My friend Charles Hannam, who has died aged 89, was a charismatic teacher and an influential author. One of his earliest publications was Young Teachers and Reluctant Learners (1971), written with Pat Smyth and Norman Stephenson, which gave an account of a year-long project at Bristol University School of Education in which teachers in training were supported in working informally with children from tough backgrounds.
The book’s conclusions challenged the very nature of teacher training and the university took steps to suppress it. However, within weeks of publication, it was being discussed nationally and had become a must-read for every radical educationist.
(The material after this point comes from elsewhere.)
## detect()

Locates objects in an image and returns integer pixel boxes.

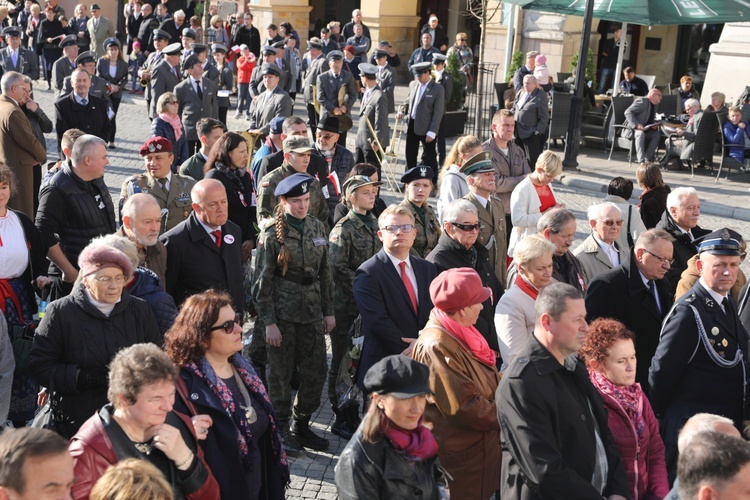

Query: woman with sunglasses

Charles was born Karl Hirschland, son of Gertrude (nee Freudenberg) and Max Hirschland, into a Jewish banking family in Essen, Germany. All his comfortable assumptions about the world and his place in it were gradually undermined by the rise of the Nazis. In some ways he was lucky, as he described in his autobiography, A Boy in Your Situation (1977). He came to Britain on one of the last Kindertransport trains before the outbreak of war. His mother had died when he was in his early teens; and his father stayed behind to look after the community, but later died of starvation in Theresienstadt concentration camp.
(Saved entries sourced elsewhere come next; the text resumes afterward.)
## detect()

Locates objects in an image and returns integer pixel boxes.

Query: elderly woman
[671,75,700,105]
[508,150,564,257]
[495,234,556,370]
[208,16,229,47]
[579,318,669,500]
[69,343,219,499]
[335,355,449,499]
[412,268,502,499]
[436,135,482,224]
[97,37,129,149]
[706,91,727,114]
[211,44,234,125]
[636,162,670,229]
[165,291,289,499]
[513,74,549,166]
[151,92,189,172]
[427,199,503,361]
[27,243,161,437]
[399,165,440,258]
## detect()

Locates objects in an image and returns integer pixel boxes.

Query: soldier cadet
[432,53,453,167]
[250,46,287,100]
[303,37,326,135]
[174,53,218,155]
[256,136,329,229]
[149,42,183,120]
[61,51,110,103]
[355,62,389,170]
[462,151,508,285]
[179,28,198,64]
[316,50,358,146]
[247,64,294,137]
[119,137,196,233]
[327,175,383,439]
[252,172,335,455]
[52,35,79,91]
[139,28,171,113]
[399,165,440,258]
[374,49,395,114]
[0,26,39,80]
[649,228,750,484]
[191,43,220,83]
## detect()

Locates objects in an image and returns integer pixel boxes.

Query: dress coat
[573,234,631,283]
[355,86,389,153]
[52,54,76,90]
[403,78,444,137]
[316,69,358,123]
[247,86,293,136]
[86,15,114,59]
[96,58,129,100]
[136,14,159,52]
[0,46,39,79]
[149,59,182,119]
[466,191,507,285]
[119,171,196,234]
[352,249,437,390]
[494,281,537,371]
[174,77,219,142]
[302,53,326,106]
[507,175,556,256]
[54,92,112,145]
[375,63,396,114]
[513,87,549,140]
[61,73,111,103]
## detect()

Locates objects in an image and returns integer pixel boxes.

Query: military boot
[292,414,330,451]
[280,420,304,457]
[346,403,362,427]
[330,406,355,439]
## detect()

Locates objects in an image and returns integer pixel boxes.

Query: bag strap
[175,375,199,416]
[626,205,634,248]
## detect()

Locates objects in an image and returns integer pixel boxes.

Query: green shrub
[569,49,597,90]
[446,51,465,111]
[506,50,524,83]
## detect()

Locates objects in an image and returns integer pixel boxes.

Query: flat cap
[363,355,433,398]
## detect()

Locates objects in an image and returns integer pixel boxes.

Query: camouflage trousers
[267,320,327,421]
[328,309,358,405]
Charles was sent first to a hostel for Jewish refugee children in Ramsgate, Kent. When that closed he was consigned to a school for delinquent boys in Oxfordshire, from which he was rescued by his elder sister, Margot, who had escaped to Britain earlier and worked as a maid. She managed to persuade the headteacher of the local grammar school in Midhurst, West Sussex, to accept Charles.
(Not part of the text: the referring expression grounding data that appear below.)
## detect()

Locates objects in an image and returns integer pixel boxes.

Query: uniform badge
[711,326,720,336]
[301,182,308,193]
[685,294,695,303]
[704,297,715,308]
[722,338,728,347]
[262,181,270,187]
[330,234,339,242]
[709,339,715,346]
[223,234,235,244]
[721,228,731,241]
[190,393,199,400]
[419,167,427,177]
He gained a place at Corpus Christi College, Cambridge, but deferred it to join the fight against Hitler. Instead, he was sent first to Burma and then to police the transition to independence in India. In Almost an Englishman (1979), he documented his realisation that the hatred and ignorance of the British officers and men towards Indian people and their culture was little different from what he had experienced as a Jew in Germany.
After Cambridge, Charles fell into teaching almost accidentally. Although he was a passionate supporter of state education, his first job was in a prep school. Charles’s account of this in Outsider Inside (2008) is funny, humane and understanding. All his writing is distinguished by an extraordinary ability to recall with great specificity the sights, smells and sounds that he experienced.
In 1960 he married Pam Gibson, but the marriage ended in divorce. The first of their three sons was born with Down’s syndrome, and Charles drew on their experiences to write Parents and Mentally Handicapped Children (1975), one of the first really honest discussions of what it is like to be the parent of a child with Down’s syndrome. He was flooded with correspondence from parents relieved that their experience had been recognised.
Although Charles lost his German accent, he remained a highly cultured European intellectual with an extensive knowledge and love of art, history and philosophy, tempered by a wonderful sense of humour that permeated both his writing and conversation. Some of his friends thought it a bit eccentric when he moved with his third wife, Sue, whom he had married in 1983, to an isolated smallholding in Devon, where they grew vegetables and kept chickens, but it suited them very well.
He is survived by Sue and their daughter, Naomi, and by David, Simon and Toby, the sons of his marriage to Pam.